Nathan (vovat) wrote,
Nathan
vovat

Here Comes the Army of King Rinkitink



As I'm sure my fellow Oz fans know, L. Frank Baum's tenth Oz book, Rinkitink in Oz, wasn't originally written as an Oz book at all. It was an unrelated fantasy called King Rinkitink, which was never published for some reason, so Baum decided to rework it into an Oz story. Unfortunately, this meant changing the original ending to one where Dorothy and the Wizard of Oz force the Nome King into giving up his prisoners. I can't help but wonder if the earlier ending was more satisfying. Regardless, since it wasn't originally an Oz book, it focuses primarily on new characters and settings. Our three main protagonists are:


Prince Inga - The hero of the book is the young Prince of Pingaree, son of King Kitticut and Queen Garee. He is a serious, studious individual, who luckily decides to read in a tree during a raid by pirates from Regos and Coregos, hence avoiding being kidnapped with his parents and countrymen. He then sets out with his two companions to save his people, with some magical assistance in the form of three pearls that had been given to his ancestor by the Queen of the Mermaids. The blue pearl provides its bearer with great strength, the pink one protects someone from all harm, and the white one gives advice. Seems like they'd make things too easy, doesn't it? Well, sort of, but Inga still faces some challenges on Regos and Coregos, as well as in the Nome Kingdom. Sherwood Smith uses him again in Trouble Under Oz, which takes place some decades later, yet Inga doesn't appear to be any older. I guess we really don't know how quickly Pingarians age, but they're presumably not immortal, or Inga wouldn't have to devote so much time to studying how to be a ruler.

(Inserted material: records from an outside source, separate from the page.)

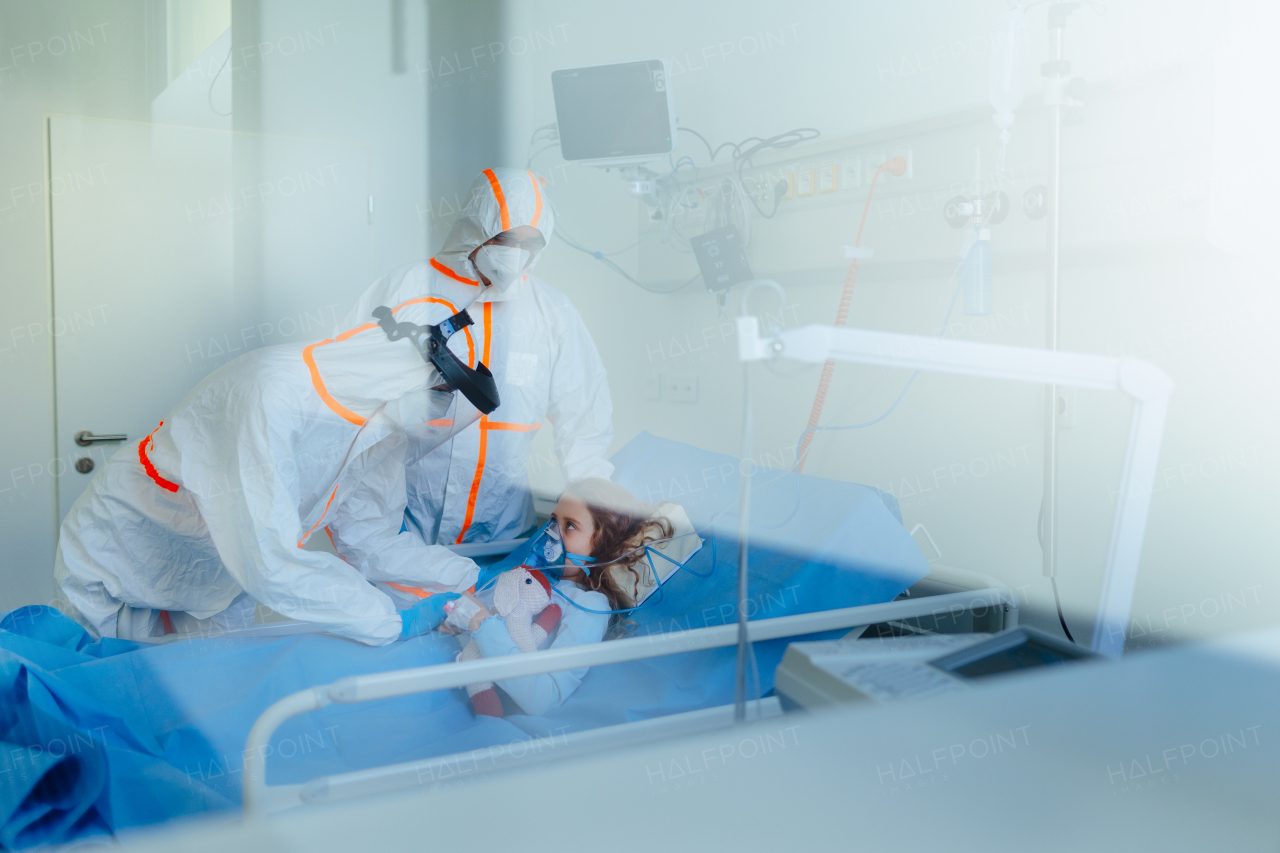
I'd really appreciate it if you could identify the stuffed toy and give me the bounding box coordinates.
[458,567,562,717]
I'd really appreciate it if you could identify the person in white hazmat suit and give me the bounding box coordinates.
[55,302,493,637]
[335,169,613,555]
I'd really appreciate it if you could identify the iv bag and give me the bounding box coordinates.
[989,9,1027,131]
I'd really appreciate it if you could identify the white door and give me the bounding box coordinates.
[50,117,369,520]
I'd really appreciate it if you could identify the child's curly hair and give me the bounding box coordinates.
[564,478,675,639]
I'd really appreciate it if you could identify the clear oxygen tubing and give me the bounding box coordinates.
[733,281,783,724]
[796,158,906,473]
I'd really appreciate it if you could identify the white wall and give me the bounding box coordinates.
[493,0,1280,648]
[0,0,429,611]
[0,0,148,610]
[0,0,1280,648]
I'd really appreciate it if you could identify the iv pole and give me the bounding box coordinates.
[1041,3,1080,578]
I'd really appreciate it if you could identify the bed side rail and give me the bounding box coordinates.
[243,588,1009,816]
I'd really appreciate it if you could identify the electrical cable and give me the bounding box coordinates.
[676,127,716,160]
[1036,497,1075,643]
[554,228,701,293]
[525,142,559,172]
[792,263,964,473]
[1048,578,1075,643]
[796,156,901,473]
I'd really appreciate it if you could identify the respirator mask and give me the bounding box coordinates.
[472,243,534,295]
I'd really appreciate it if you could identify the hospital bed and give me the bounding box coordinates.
[232,555,1018,815]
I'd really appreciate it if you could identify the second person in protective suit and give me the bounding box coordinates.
[55,301,492,646]
[335,169,613,555]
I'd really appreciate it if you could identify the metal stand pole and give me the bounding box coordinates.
[1041,3,1079,578]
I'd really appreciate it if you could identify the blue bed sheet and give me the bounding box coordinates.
[0,433,928,849]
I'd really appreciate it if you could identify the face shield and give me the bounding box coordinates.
[379,388,481,465]
[374,305,502,414]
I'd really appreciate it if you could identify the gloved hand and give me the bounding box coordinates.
[401,593,460,639]
[476,567,504,592]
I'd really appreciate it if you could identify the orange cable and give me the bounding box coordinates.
[796,163,888,473]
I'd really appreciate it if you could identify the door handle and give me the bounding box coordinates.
[76,429,129,447]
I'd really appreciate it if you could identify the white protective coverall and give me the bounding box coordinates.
[54,301,479,644]
[335,169,613,545]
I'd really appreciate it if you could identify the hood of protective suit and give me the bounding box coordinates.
[431,169,554,302]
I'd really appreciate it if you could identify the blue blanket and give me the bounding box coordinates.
[0,433,928,849]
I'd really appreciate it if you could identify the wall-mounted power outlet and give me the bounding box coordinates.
[662,377,698,402]
[644,373,662,400]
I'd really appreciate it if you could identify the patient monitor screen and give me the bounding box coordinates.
[552,60,672,160]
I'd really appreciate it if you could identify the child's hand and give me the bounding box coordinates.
[467,602,493,631]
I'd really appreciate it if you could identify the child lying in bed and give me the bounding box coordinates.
[440,479,672,716]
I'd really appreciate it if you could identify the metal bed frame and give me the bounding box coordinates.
[230,313,1172,817]
[243,564,1018,816]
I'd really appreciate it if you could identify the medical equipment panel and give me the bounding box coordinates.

King Rinkitink - The foolish but affable monarch of the Kingdom of Rinkitink, the main trading partner of Pingaree, is largely a comic relief character. He much prefers making jokes and composing songs to ruling, so he sneaks out of his own kingdom to visit Pingaree, and only avoids being captured by the pirates himself because he falls down a well. He serves as a sometimes frustrating but always loyal companion to Inga. While Rinkitink itself is his only major role, he's mentioned in Pirates, and makes a visit to the Emerald City in Lucky Bucky. Moving into apocryphal territory, Red Reera the Yookoohoo and the Enchanted Easter Eggs of Oz has the king marrying his childhood sweetheart Trinket, apparently after a rather long delay.


Bilbil - King Rinkitink's constant companion is a grumpy old goat who, unlike most of the animals of Rinkitink and Pingaree, is capable of talking. He constantly argues with the king, and criticizes his foolishness. Bilbil turns out to have a secret past, actually being Prince Bobo of Boboland under an enchantment by an evil sorcerer. Glinda and the Wizard of Oz restore his true form, and he decides to remain at Rinkitink's court, although there's still the possibility of a return to his old homeland at some point. I tried to cover this in my own not-very-good story "Return to Boboland," and I think David Hulan's The Magic Carpet of Oz covers much the same territory, although I haven't yet had the chance to read that one. Considering that he's one of the few available princes in the area, I like the idea that he might have married Princess Fluff of Noland, who is said to have gotten together with a prince at the end of Queen Zixi of Ix. Then again, I guess it could be Inga who marries Fluff, although I personally like the idea of his eventually marrying Zella, the Regosian peasant girl he befriends during Rinkitink.

I believe Rinkitink was the sixth Oz book I read, and I found it a bit disappointing that it really had little to do with Oz. On rereading it while knowing that it was primarily a non-Oz fantasy, however, I found that I liked it considerably better.